1. Prices will go lower, so I will wait til they do
2. World economy looks shaky and banks desperate to lend but tightening up on expenses checks
3. It is too expensive at 5 time earnings or more.

4. when a whether-tight good-school-zoned centrally-located property is listed, will get that no matter what, given the housing stock with generally abysmal quality, dropping public education quality (make sure kids would not end up in UoA), increasing congested Auckand. Focus on the long term. Buy but buy wisely.

Lots of Aucklanders made on average $400k on their houses between 2012 and 2016. They then used this money to buy second homes in places like Tauranga where prices went up then on average $300k for very average houses. They are now trying to sell. The clever ones have already sold and made enormous profits. The others are now seeing their massive profits drop. If Homes.co.nz had not cynically just extended their sold 'red dots' time period to 1 year from 6 months (to show more sales) there would be hardly a red dot in site. Tauranga is in trouble and I predict this market will be the first to collapse.

Thanks for your opinion, did you read the article above?

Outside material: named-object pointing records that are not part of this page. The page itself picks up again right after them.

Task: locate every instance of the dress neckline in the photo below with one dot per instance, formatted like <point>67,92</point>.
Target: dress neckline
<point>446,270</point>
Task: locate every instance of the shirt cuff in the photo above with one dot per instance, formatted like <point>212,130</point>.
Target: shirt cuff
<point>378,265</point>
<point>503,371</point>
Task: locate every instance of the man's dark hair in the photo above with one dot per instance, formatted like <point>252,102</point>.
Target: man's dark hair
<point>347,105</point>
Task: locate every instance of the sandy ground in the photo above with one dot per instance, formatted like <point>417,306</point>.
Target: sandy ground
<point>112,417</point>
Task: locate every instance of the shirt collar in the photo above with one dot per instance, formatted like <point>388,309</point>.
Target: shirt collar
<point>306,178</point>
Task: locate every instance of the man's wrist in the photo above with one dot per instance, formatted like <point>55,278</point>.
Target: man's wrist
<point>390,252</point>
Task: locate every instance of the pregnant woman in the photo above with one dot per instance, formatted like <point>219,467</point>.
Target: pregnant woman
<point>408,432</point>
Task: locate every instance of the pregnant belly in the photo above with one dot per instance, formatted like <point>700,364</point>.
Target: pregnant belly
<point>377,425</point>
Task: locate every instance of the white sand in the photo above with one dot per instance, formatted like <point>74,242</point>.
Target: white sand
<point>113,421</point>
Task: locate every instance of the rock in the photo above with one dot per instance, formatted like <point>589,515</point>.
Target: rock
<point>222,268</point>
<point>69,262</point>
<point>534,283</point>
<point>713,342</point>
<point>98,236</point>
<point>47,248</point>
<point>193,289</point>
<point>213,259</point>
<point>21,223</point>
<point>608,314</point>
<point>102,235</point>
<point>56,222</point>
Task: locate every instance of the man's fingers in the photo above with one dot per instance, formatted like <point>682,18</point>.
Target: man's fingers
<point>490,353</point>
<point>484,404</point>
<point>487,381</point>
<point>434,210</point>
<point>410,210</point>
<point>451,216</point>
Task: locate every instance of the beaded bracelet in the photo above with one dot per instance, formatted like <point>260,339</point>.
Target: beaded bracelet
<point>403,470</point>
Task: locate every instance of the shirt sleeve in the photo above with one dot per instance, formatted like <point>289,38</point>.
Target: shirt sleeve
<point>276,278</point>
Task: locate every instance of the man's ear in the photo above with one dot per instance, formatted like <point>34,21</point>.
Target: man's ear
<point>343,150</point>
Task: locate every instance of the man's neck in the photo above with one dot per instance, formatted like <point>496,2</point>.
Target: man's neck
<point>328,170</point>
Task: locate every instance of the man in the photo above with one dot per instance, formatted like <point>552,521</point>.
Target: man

Currently Banks are still using 7% P&I or more for the debt servicing, and when that is reduced which it will be, it will be far easier to to borrow money on mortgages.

I believe Oz has dropped their rate for servicing to around the 5% mark!

Hey Foreign Buyer, I have been looking to buy in Tauranga for months and have been watching the market very closely. Listings on Trade-Me are not dropping off my watchlist and many houses have been listed for months now. You have to admit however many are still $100K to $300K OVER the RV. I have a couple that are on RV and one is even below RV but its not moving. One of the issues down there is a boom in low cost new housing in the $550K to $650K area so the million dollar places are not moving.

Housing boom until Christmas guys. Lower rates and the suggestions of even lower rates for the foreseeable future is all it needed coming out of Winter. Pent up FHB demand, people are finally taking the plunge and why wouldn't you ? Its the known vs the unknown that may not happen anyway so place your bets in a house.

Time to buy is NOW as it was in 2008/09. Time to buy is when "Gurus" and "economists" say not to buy.

Hi nimby,

Rule for Success in Property Investment:

Listen very closely to what leading economists say.......

And then do the opposite.


Westpac economists reiterate forecast of 7% house price inflation next year

So a fall of 14% then? :)

MikeKirk, very hard to believe that you are a real estate agent the way you talk!
If you are a current agent, how many listings do you currently have, and are you getting much enquirey on them?

The Man. You used to sell real estate I think?

Check the register my good man.
Free public access

“Enquiry” The Boy, not enquirey. I can see why you are an agent.

lol, saddest insult ive read today, well worth a slow clap.